Сейчас Артамонова должны были арестовать, отправить на гауптвахту и потом судить.
Пауль обнял Гридасова и зашептал:
— Уйди, прошу тебя. Я сам.
Ротный оттолкнул его, повернулся и ушел.
— Ты дурак, Сережа? — спросил Артамонова Пауль. — Зачем? Тебе жизнь надоела?
Артамонов горько засмеялся.
Впрочем, Кутепов вернулся, и весть об этом облетела весь город. Ура, Кутеп-паша — единственный, кто мог спасти. Пристань была запружена русскими, они кричали, размахивали руками, поздравляли друг друга, как будто забыв о суровости своего вождя.
Александр Павлович речей не произносил, сказал встретившим только одну фразу:
— Будет дисциплина — будет и армия, будет армия — будет и Россия.
Его, тяжелого, как медведя, на руках отнесли мимо французской комендатуры в штаб и потом долго не расходились, будоража себя ожиданием чего-то возвышенного.
Но — чего?
Порыв прошел, наступили будни. Полки, дивизионы, училища — все словно сжимались перед надвигающейся из Константинополя угрозой. Предстоящая отмена пайков должна была привести к катастрофе. Французы продолжали настаивать на том, что русской армии больше не существует, а есть одни частные лица. Врангель хотел приехать в Галлиполи. Его снова не пустили. Тогда он направил послание: «Русские люди! К вам, потерявшим родину, обращаюсь я с горячим призывом объединиться для общего труда и борьбы за спасение России. В забвении всех разногласий — спасение нашей несчастной родины…»

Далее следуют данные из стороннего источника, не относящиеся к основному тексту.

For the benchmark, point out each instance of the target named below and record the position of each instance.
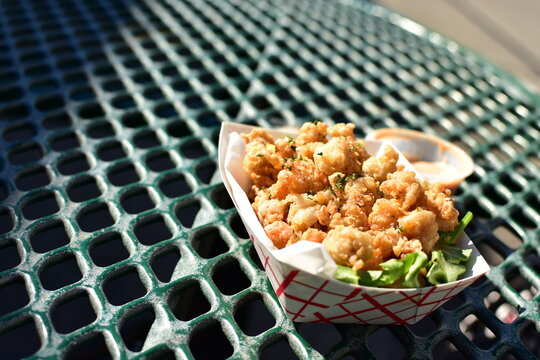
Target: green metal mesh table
(117, 237)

Не первый раз раздавался призыв к объединению. Наверное, со времен удельных княжеств Киевской Руси звучал он в сердце военных. Докатилось его эхо и до турецких берегов, и русская душа не осталась к нему равнодушной. Большинство корпуса ждало команды выступать и штурмом брать перешеек у Булаира, как будто это был выход из «Крымской бутылки». Меньшинство подавало рапорты о переводе в беженцы или дезертировало.
Неопределенность тянулась до тех пор, пока генерал Шарпи не приказал сдать оружие.
Кутепов ответил: приходите и забирайте силой, по-другому не отдадим.
Шарпи распорядился сократить пайки.
Развязка приближалась.
Сколько они могли протянуть? Надо было либо начинать войну, либо покориться.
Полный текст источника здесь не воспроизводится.